First consult your veterinarian. If xylitol is the first sugar alcohol in the ingredient list, then the dose estimate should be based on the total amount of sugar alcohols per piece even though this will result in an overestimation of xylitol dose. According to the ASPCA APCC, dogs ingesting > 0.1 gram/kilogram of xylitol should be considered at risk for developing hypoglycemia, while doses of >0.5 grams/kilogram may be hepatotoxic.
Xylitol toxicosis is growing in the United States according to the ASPCA APCC. More than likely based on the increasing number of products that contain xylitol. Please store your xylitol products out of reach of your pets.

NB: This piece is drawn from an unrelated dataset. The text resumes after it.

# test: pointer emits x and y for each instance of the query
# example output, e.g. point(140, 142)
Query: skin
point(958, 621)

1. Church D. Electrolyte disorders. In: Ettinger SJ, Feldman EC, eds. Textbook of veterinary internal medicine: diseases of the dog and cat. 6th ed. St. Louis, Mo: Elsevier Saunders, 2005;236-240.
2. Fredlman EC. Disorders of the parathyroid gland. In: Ettinger SJ, Feldman EC, eds. Textbook of veterinary internal medicine: diseases of the dog and cat. 6th ed. St. Louis, Mo: Elsevier Saunders, 2005;1508-1535.
3. Kuzuya T, Kanazawa Y, Hayashi M, et al. Species difference in plasma insulin responses to intravenous xylitol in man and several mammals. Endocrinol Jpn 1971; 18:309-320
4. Dunayer EK, Gwaltney-Brant SM, Acute hepatic failure and coagulopathy associated with xylitol ingestion in eight dogs. J Am Vet Med Assoc 2006;229:1113-1117.
5. Dunayer EK, Gwaltney-Brant SM, Acute hepatic failure and coagulopathy associated with xylitol ingestion in eight dogs. J Am Vet Med Assoc 2006;229:1113-1117.